Installation of the equipment for forming the ice wall began in June 2014 and a test that has circulated the chilling liquid to specific parts of the wall has been under way since April 2015. The north, south and west sides of the facility were completed last September, while the remaining pipes on the east side facing the sea were placed within the ground in November.
Tokyo Electric Power Company (Tepco) announced yesterday that all the necessary equipment is now in place for the creation of the ice wall. However, the company noted that it must get approval from the Nuclear Regulation Authority before the equipment can be put into operation. The regulator's approval, Tepco said, would partly depend on the company "showing a method to ensure that the wall (and other groundwater pumping operations) do not invert the water level difference in any way that would cause contaminated water to flow out of the building's basements".
Kajima Corporation, the main contractor for the facility, has drilled holes some 30-35 metres into the ground and inserted pipes through which refrigerant will be then be pumped.
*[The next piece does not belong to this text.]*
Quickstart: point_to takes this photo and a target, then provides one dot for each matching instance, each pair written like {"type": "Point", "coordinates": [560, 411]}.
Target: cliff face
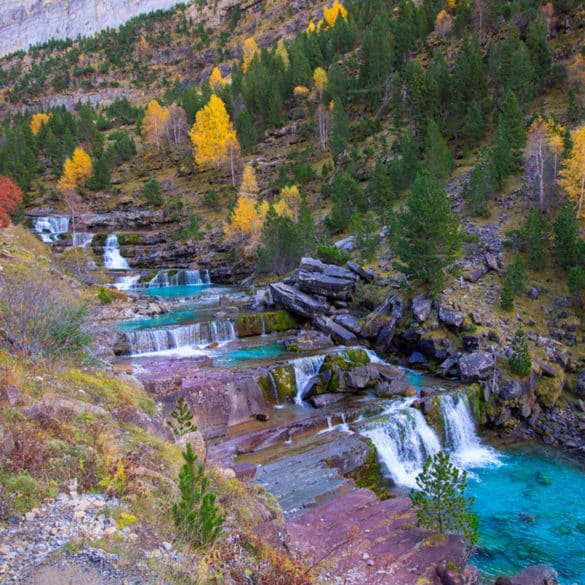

This cooling will freeze the soil surrounding the pumps creating an impenetrable barrier around the reactor buildings. In total, some 1550 pipes have been placed in the ground to create a 1.5km-long ice wall around units 1 to 4. The wall is designed to remain effective for up to two months in the event of a loss of power. The Japanese government agreed to pay for construction of the ice wall, estimated to cost some JPY32 billion ($278 million).
Reducing the amount of contaminated water that it must deal with is a priority for Tepco. Groundwater naturally seeps from land to sea, but at the Fukushima Daiichi site it must negotiate the basements of reactors buildings. It is thought that more than 400 tonnes of groundwater enters the basements each day through cable and pipe penetrations as well as small cracks, mixing with the heavily contaminated water previously used to cool the damaged reactor cores.
The ice wall is only one part of a multi-layered strategy being employed to manage the flow of groundwater and rainwater at Fukushima Daiichi, Tepco said. The strategy to prevent water becoming contaminated has reduced the daily inflow of groundwater into the buildings to 150 tonnes per day. "Successful implementation of the frozen soil water is designed to reduce that inflow further, by keeping water out of the reactor buildings," the company said.